From: Schmidt on

"Jeff Johnson" <i.get(a)enough.spam> schrieb im Newsbeitrag
news:eqAW1Ma0KHA.260(a)TK2MSFTNGP05.phx.gbl...

> Enjoy:
>
> SELECT GCount, Genre, main.Artist
> FROM (SELECT Artist, Genre, COUNT(*) AS GCount FROM songs GROUP BY Artist,
> Genre) AS main INNER JOIN (SELECT Artist, Max(GCount2) AS MaxGenre FROM
> (SELECT Artist, Genre, COUNT(*) AS GCount2 FROM songs GROUP BY Artist,
> Genre) AS sub2 GROUP BY Artist) AS sub1 ON sub1.Artist = main.Artist AND
> main.GCount = sub1.MaxGenre
>
> This sort of thing is one of the most complex things you can do
> in SQL since it goes against the set theory that is the very heart
> of SQL. I recommend you break it apart into its component
> pieces to see what's actually happening. I actually recommend
> doing this sort of row-based filtering thing in code instead of
> convoluted SQL.

Actually this can be solved with less complexity by using one
of the two not that wellknown Aggregate-Functions, built into
the JET-SQL-language - meaning First() and Last()...

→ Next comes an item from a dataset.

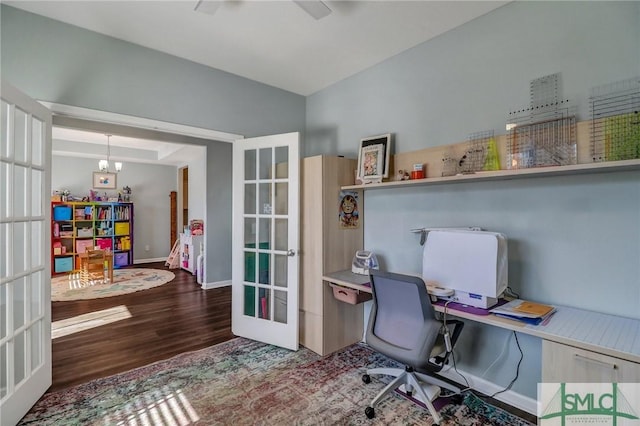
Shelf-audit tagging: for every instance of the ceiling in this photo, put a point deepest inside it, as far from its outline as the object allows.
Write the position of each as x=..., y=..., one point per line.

This example is using Last(), but First() would also do, if
one changes the Order By Clause of the following
SubSelect-Definition (which is basically the same SQL as
David has mentioned in its Opener-Posting).

strSubSelect = "Select Count(*) As GCount, Genre, Artist From Songs " & _
"Group By Genre, Artist Order By GCount, Genre Desc"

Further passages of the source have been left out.